アミュレットは街に着くと人々の仕事の早さに驚いた。ドラゴンの裏切りにかなりのショックを受けているはずなのに修復はほぼほぼ終わり、あとは電気や水を流すだけとなっていた。人々の顔には笑顔も垣間見得ていた。そのままアミュレットは自宅へと向かった。あの日半壊し父が死んだ自宅はもうすっかりもと通りになっていて、父親の死を夢であったかのように思わせた。


しかしアミュレットがドアを開け家に入るとその夢がやはり夢であることを示した。ただいまに対する返事はなく、茶の間の机の上にはメモが置いてあり後日合同葬式を行うことが書かれていた。そして視界の端に映る床に敷かれた布団とその上に眠る父親がいた。アミュレットはしばらくそれをただただ無言で見つめたが、やがて父親に抱きつくように泣いた。


アミュレットの父親は本名をイルーシェン、皆からはプレゼントと呼ばれていた。生まれは比較的裕福な家で三人兄弟の末っ子だった。あまり仲は良い方ではなかったが、それぞれに秀でた才能があり人々は三人を慕った。イルーシェンは肉体が秀でていた。これは兄たちの才能と比べれば魅力に劣るがそれでも兄弟の誰よりも街の人々の役に立った。土嚢を運び、土を掘り、木を切った。

そんなイルーシェンは25の時に友達と共にドラゴンの住む濃い霧の森へと探検に出かけた。イルーシェンは乗り気ではなかったが友人の押しに負け、護身用の斧を持ち友人を守るつもりで行動を共にした。

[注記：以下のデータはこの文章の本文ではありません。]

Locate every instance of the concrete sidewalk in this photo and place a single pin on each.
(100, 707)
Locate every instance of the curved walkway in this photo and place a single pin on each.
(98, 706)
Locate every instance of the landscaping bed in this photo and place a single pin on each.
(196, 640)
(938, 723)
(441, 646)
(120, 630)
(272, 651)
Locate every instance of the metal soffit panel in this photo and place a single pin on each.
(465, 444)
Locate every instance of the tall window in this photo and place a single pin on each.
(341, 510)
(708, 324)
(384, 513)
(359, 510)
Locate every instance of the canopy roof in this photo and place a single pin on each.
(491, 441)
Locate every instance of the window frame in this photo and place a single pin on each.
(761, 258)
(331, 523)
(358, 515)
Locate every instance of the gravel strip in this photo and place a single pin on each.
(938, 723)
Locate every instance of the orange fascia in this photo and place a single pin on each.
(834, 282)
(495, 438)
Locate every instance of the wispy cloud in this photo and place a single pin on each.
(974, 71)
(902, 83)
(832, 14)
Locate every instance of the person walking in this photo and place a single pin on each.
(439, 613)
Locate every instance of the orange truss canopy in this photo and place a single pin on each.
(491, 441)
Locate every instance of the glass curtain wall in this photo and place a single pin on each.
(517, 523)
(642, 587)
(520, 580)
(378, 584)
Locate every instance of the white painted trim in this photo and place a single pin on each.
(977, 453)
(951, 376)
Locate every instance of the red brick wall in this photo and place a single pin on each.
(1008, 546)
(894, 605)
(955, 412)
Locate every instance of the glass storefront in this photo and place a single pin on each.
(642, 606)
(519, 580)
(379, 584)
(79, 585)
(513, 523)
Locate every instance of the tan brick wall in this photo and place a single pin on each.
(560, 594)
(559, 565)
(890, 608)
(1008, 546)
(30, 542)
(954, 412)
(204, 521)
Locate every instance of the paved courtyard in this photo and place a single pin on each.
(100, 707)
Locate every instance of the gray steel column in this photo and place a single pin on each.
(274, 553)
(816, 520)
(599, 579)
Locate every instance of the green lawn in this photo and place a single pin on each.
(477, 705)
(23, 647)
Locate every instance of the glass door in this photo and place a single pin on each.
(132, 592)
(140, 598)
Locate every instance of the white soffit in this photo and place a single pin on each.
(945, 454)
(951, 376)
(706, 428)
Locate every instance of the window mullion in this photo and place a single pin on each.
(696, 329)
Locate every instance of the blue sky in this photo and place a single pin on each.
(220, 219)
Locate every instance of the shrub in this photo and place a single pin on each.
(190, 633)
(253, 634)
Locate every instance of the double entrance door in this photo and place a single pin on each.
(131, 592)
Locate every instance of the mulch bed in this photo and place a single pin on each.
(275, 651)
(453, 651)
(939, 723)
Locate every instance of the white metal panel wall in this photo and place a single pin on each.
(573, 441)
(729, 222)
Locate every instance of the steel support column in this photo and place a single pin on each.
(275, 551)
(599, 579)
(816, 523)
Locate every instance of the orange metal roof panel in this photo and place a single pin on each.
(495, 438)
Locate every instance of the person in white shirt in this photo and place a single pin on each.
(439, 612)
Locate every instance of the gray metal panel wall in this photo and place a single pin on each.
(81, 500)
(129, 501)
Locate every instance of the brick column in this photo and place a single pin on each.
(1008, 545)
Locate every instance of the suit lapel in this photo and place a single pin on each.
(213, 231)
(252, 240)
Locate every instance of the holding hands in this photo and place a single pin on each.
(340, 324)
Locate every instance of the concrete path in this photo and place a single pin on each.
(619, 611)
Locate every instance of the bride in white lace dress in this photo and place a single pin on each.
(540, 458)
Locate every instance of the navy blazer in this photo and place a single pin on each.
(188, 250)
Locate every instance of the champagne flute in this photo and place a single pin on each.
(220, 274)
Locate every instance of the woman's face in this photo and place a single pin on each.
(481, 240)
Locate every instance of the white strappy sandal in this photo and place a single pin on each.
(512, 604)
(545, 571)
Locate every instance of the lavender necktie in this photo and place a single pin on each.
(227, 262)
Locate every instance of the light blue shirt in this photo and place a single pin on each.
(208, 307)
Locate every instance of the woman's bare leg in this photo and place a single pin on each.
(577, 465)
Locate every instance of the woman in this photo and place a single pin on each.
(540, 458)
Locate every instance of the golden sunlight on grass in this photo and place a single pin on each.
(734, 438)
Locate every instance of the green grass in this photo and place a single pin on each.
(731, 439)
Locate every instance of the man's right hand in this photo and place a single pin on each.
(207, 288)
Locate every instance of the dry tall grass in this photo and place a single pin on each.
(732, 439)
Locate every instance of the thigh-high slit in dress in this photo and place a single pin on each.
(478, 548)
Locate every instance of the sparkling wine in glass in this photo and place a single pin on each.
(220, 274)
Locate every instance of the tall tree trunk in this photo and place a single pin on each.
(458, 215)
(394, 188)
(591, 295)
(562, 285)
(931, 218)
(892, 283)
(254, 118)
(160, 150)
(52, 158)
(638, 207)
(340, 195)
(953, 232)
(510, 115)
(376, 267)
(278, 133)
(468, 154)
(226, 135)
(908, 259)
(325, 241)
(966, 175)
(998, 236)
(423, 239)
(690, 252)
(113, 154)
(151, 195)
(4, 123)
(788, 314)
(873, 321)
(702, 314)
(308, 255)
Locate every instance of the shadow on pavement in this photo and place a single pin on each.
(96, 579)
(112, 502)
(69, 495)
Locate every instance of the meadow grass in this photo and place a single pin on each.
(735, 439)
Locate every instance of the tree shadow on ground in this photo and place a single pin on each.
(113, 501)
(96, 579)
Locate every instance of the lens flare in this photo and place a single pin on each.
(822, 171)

二人が森の奥へと進むとやがてドラゴン達が見えてきて、一匹のドラゴンと目があった。ドラゴンは全て火を吹くわけではない、ということを二人はまだ知らず目を合わせたままでいた。


そのドラゴン、催眠を司る者であった。


イルーシェンは微動だにしない友人に目を向けたことによってドラゴンの催眠から逃れたが、友人はドラゴンを見つめたままで催眠にかかってしまった。催眠にかかった友人はそのままフラフラとドラゴンの方へと歩いて行った。勿論イルーシェンは友人を追いドラゴンの元へと走ったが何故かいくら走っても友人にたどり着くことはなかった。そして気がつけはイルーシェンはドラゴンの森の中央付近に来ていた。

ただでさえ濃い霧はそこに来てより一層濃さを増し、視界を奪った。一寸先も見えぬほど濃い霧の中で突如霧が開け一匹のドラゴンが現れた。先ほどのドラゴンとは違うドラゴンで明らかに長年を生きていた。そのドラゴンはイルーシェンを今にも噛み殺さんとする目で睨みつけ鳴いた。イルーシェンは蛇に睨まれたカエルのごとく縮こまった。


「貴様か。我々の住処を破壊するのは…? 初めて見る生き物だ」


初めて人類とドラゴンがあったのはこの時であった。今まで伝説でしか語られなかったドラゴンをイルーシェンと友人はその目で見たのだ。友人がどこへ行ったのかイルーシェンが尋ねるとドラゴンは返事をしなかった。それにカチンときたイルーシェンは自分の背丈ほどの斧を構えた。するとドラゴンはそれを宣戦布告と取りまた鳴いた。すると森は一気に晴れおびただしい数のドラゴンが空を飛ぶのをイルーシェンは確かに見た。そして確かに斧をドラゴンに向かって振りかざした。しかし、次の瞬間彼がいたのは病室前。しばらく呆然としていると病室から今生まれたばかりであろう赤子を抱いたナースがいた。


イルーシェンは直感でわかった。それが自分の子供であること、ドラゴンに勝ったという事実を。